While a firm supporter of Gary Johnson in 2012, and with "total respect for him taking on a political suicide issue like legalizing marijuana" over a decade ago as governor of New Mexico, Weiss found Johnson's performance as L.P. candidate in 2012 ultimately disappointing and boring. He was excited to see "a total badass like John McAfee" enter the race.
After agreeing to host a fundraiser for McAfee in his Bel Air home (something he'd done twice for Johnson in 2012), Weiss was approached by McAfee's then-campaign manager Christopher Thrasher to consider bringing his movement knowledge and connections into McAfee's outsider campaign. Weiss agreed. He found they vibed well together. "We're both business entrepreneurs, both bold, it's almost as if, if McAfee is known as a maniac, if I work hard someday I can be half the maniac he is."

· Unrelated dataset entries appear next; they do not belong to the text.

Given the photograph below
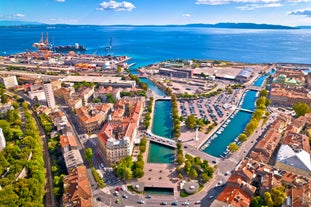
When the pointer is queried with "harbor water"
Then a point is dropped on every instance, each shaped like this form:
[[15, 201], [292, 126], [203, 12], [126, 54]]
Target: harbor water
[[218, 142], [162, 126]]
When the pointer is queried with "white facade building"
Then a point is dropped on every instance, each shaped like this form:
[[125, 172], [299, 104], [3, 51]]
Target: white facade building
[[49, 94], [2, 140]]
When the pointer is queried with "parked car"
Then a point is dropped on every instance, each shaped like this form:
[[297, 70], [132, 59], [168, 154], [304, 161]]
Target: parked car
[[141, 201], [197, 202]]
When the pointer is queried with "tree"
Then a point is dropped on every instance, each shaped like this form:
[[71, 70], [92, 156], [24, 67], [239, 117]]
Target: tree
[[193, 173], [204, 177], [138, 173], [278, 195], [110, 98], [190, 122], [127, 173], [268, 199], [233, 147], [257, 201], [301, 109], [242, 137], [88, 154], [180, 159], [263, 93]]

What's flowed from there has been organic, Weiss says; he didn't realize he'd spend most of his time making a series of videos trying to reimagine an artier and less "intellectual" means of, as Weiss says, allowing a viewer to feel something about freedom. Despite his photography experience, he'd never made a video before in his life. Weiss says he's been touched by McAfee's willingness to let him spread his wings in messaging for the ticket, and he does not think he could see fit to be a vice president for any other nominee.
He's also touched that McAfee, who himself has accusations of being complicit in the 2012 murder of a neighbor in Belize hanging over his head, trusted him even though Weiss also has what he insists is an example of justice perverted in his past: an arrest, trial (with hung jury) and eventual pleading out to lesser, non-sex-crime, charges on a rape accusation in 2012. As an L.A. Weekly story explained, Weiss "agreed to the [plea] deal [on charges of false imprisonment] only because the felony false imprisonment charge would ultimately go away, and because the sex crime charges would vanish. And, he said, he had exhausted his resources paying attorneys' fees."
"John has been very supportive," Weiss says, even though to many "being falsely accused of a crime like rape is a scarlet letter. I now know from the inside out how dysfunctional and corrupt and broken our justice system is."
And if their ticket does win, he promises they will "go bolder" in messaging in non-traditional ways. "I do agree with the so-called moderates that we need to focus on being effective," Weiss says. "But making what we have bland, not giving America an option to be excited about, is a terrible sales tactic. Liberty is: don't hurt people, enjoy your life. It's very simple. I can't be myself when I'm restricted. None of us can. We need to remove our chains as a society to thrive and move forward and do amazing things."